The competitions covered by MathArena span a wide range of difficulty:

Competition	Level	Type
AIME	High school (advanced)	Final-answer
CMIMC	Undergraduate	Final-answer
Putnam	Undergraduate	Proof-based
USAMO	High school (Olympiad)	Proof-based
IMO	International Olympiad	Proof-based
IMC	International undergraduate	Mixed
Miklós Schweitzer	Graduate-level	Proof-based
Project Euler	Computational math	Final-answer

Current Leaderboard

The leaderboard below shows model performance on MathArena as displayed on the official platform. Results represent average scores across 4 runs per problem, with evaluation cost in USD.

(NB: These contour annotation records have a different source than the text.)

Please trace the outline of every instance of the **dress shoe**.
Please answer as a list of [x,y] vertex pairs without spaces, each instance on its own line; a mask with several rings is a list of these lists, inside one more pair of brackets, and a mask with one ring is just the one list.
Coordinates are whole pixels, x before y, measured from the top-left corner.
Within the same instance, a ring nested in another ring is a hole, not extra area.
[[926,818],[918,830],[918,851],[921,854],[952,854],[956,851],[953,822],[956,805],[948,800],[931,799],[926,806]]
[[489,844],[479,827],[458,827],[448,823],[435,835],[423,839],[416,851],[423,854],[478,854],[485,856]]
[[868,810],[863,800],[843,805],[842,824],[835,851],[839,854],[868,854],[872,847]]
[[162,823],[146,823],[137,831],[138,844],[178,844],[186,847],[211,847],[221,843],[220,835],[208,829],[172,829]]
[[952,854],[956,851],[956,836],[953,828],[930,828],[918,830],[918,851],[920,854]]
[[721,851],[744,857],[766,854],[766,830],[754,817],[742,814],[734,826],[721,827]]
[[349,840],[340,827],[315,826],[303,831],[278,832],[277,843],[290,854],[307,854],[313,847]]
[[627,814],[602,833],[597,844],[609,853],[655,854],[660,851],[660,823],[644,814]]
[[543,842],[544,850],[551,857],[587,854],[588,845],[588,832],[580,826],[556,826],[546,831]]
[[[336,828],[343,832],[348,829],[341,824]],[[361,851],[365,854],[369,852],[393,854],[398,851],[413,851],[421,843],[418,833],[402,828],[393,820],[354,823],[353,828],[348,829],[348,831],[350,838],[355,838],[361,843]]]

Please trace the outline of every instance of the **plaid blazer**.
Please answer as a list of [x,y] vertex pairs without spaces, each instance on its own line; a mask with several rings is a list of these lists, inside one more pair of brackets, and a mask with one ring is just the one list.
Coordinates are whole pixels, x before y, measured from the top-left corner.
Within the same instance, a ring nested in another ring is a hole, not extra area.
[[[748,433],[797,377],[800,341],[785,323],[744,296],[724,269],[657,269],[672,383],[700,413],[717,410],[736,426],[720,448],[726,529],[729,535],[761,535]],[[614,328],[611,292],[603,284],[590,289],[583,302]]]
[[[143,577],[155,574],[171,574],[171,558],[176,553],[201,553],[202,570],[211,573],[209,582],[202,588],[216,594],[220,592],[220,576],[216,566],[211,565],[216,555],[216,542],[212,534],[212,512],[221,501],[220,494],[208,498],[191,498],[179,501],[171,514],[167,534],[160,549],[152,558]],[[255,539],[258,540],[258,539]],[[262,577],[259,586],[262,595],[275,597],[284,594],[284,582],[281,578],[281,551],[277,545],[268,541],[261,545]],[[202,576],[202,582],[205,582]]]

Source: MathArena Leaderboard (consulted March 28, 2026). Continuously updated with new competitions and models.

Overall Performance (Final-Answer Competitions)

Rank	Model	Score (%)	Cost (USD)
1	GPT-5.4 (xhigh)	95.24	$5.15
2	Gemini 3.1 Pro Preview	74.40	$2.20
3	Claude Opus 4.6 (high)	47.02	$13.23
4	Step 3.5 Flash	44.64	$0.22
5	Qwen3.5-397B-A17B	36.31	$0.72
6	GLM 5	35.12	$1.47

Key takeaways:

GPT-5.4 dominates at 95.24% — but at a cost of $5.15 per evaluation, it is among the most expensive options
Cost-performance tradeoffs are stark — Step 3.5 Flash achieves 44.64% at just $0.22, while Claude Opus 4.6 costs $13.23 for 47.02%
Proof-based competitions remain much harder — on IMO 2025, top models achieve slightly less than 40%, showing significant room for improvement
Contamination matters — models perform suspiciously well on older problems (AIME 2024) but struggle on fresh ones, confirming MathArena’s value as a contamination-free evaluation
The benchmark is continuously updated with new competitions (USAMO 2026 was added March 28, 2026)

For the full, up-to-date leaderboard across all competitions (AIME, USAMO, IMO, Putnam, and more), visit the official platform linked in the next section.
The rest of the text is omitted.